Test case for police
THE former head of the homeowners’ association at De Zalze Winelands Golf Estate in Stellenbosch tells the Sunday Times that within a day of three members of the Van Breda family being killed in an axe attack in January last year, police made it clear they had only one suspect: Henri van Breda.
Yet it took a further 502 days for Van Breda to taste life behind bars, and even then it was just for a night. After being allowed to walk into Stellenbosch police station with his lawyer on Monday, the following day he left in the back seat of a lawyer’s BMW after lodging bail of R100 000. He now has 12 weeks to contemplate his next court appearance.
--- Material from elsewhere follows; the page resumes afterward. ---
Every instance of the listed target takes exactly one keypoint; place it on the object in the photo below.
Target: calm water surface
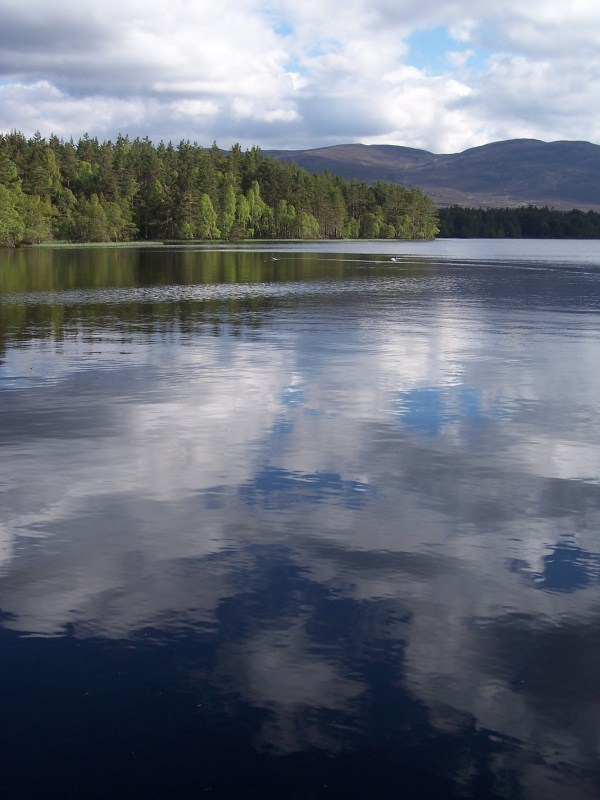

The National Prosecuting Authority in the Western Cape is evidently keen to ensure that it will not be embarrassed again by taking a weak case to trial, as it did when it charged Fred van der Vyver with the murder of his girlfriend, Inge Lotz, and dragged Shrien Dewani back from the UK to try him for allegedly plotting to have his wife, Anni, killed on their honeymoon in Cape Town.
That may explain why the Van Breda docket went back and forth several times between the police and prosecutors.
But the delay did almost as much to erode confidence in the criminal justice system as those bungled prosecutions did.
It allowed rumours to take root and flourish — that corrupt detectives had been bought off, that “money talks”, that “whites can get away with murder”.
Now a textbook prosecution is needed. Before standing up in the High Court in Cape Town in September, the state advocate must be totally confident about the case.
Only in this way can the reputation of the police avoid further damage.